We see a lot of cooperation between Earth and Denobula in ENTERPRISE. I think we could get a series, or a miniseries, on the adventures of a joint operation. E.R. meets STAR TREK... maybe even center it on a young Phlox and Dr. Lucas, since they have been friends for many years.
 
in "equinox", janeway talks about captain ransom making first contact with the yridians, who were thought to have gone extinct. since they're one of the more prominent background races in TNG and DS9 and showed up in an episode of enterprise, i'd love to know what was up with that.
 
Garth... a legendary Starfleet captain, even to Kirk. There has to be more to his fall from grace than those few lines we got.
 
“The automation system’s overloaded. I didn’t expect to take us into combat, ya’ know?”

The line doesn’t really hint at an untold story, but it does make me question Scotty’s judgement. Why wouldn’t he have expected the ship to see combat given that they were planning to steal it out of spacedock?
 
And quoting that line reminds me of what Khan said right after:
Ah, Kirk, my old friend, do you know the Klingon proverb that tells us 'Revenge is a dish that is best served cold?' It is very cold ...in space.
So where and when did Khan pick up a Klingon proverb? Humans hadn't yet made first contact with the Klingons when he launched from Earth in 1996. Did he read it in one of the technical manuals he read on the Enterprise, or did he have some undocumented encounter with a Klingon on Ceti Alpha V?
 
As Khan said, "We're one big happy fleet." They probably expected pursuit, but they weren't expecting to be fired upon. ;)

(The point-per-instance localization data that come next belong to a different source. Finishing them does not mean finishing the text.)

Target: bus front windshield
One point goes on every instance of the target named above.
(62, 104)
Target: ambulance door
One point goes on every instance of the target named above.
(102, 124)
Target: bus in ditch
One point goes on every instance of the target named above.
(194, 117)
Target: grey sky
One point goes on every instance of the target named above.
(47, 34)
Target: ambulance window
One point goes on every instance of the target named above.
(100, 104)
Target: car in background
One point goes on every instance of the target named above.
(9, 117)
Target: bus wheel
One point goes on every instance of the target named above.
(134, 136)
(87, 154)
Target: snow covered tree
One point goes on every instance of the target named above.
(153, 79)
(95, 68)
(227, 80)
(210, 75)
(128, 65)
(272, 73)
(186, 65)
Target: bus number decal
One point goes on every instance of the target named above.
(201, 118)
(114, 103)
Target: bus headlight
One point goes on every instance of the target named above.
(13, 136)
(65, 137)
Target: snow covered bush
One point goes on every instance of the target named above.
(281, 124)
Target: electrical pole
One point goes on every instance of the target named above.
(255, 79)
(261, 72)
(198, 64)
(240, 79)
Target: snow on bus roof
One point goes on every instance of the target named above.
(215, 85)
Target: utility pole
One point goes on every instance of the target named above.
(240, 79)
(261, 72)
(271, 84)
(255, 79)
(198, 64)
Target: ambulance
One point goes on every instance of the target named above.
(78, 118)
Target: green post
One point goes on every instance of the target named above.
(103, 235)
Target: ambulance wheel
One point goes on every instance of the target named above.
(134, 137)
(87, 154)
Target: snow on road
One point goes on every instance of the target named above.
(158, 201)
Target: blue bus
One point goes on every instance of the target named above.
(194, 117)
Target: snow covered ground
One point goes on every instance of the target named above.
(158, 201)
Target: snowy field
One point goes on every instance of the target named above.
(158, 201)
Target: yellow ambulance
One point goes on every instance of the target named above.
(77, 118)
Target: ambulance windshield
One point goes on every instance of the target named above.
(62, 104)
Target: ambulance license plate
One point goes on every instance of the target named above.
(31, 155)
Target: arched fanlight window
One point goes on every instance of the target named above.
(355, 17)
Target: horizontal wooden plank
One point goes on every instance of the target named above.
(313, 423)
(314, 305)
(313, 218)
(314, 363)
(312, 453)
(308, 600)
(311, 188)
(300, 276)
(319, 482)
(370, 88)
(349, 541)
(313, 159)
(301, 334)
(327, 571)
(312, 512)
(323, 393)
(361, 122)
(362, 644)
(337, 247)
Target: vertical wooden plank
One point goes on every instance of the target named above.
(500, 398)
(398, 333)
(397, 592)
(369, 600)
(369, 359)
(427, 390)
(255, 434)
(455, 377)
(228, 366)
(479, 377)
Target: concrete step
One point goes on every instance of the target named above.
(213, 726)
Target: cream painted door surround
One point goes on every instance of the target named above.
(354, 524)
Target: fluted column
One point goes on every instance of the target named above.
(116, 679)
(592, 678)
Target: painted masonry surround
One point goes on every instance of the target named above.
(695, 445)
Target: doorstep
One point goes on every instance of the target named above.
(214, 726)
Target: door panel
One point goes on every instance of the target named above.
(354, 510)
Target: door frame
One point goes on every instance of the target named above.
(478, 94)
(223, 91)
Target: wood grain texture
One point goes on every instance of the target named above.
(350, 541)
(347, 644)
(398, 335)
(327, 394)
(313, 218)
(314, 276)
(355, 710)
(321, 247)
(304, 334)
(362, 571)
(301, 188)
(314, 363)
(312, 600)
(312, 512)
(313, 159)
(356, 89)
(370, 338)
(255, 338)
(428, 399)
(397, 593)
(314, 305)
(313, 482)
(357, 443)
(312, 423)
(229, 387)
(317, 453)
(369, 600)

One would hope Kirk and company would have learned from the Khan incident and taken nothing for granted.

Now that I think about it, maybe Kirk temporarily demoted Scotty back to commander as punishment, which is why Scotty’s rank is different in TVH.
 
And quoting that line reminds me of what Khan said right after:

So where and when did Khan pick up a Klingon proverb? Humans hadn't yet made first contact with the Klingons when he launched from Earth in 1996. Did he read it in one of the technical manuals he read on the Enterprise, or did he have some undocumented encounter with a Klingon on Ceti Alpha V?

I don't see why he wouldn't have read up a little on Klingons during Space Seed, since they were the Fed's greatest enemy at the time (with a major war breaking out that very year). If he planned on taking over the Federation, or even just going his own way, he'd need to see what dangers lay out there.

That said, he was also granted several paper books (and probably other forms of data), that could've contained a list of Klingon proverbs at the very least. His library seen in Star Trek II included a book about commerce regulations. I don't think he would have such a book in his library pre-Space Seed.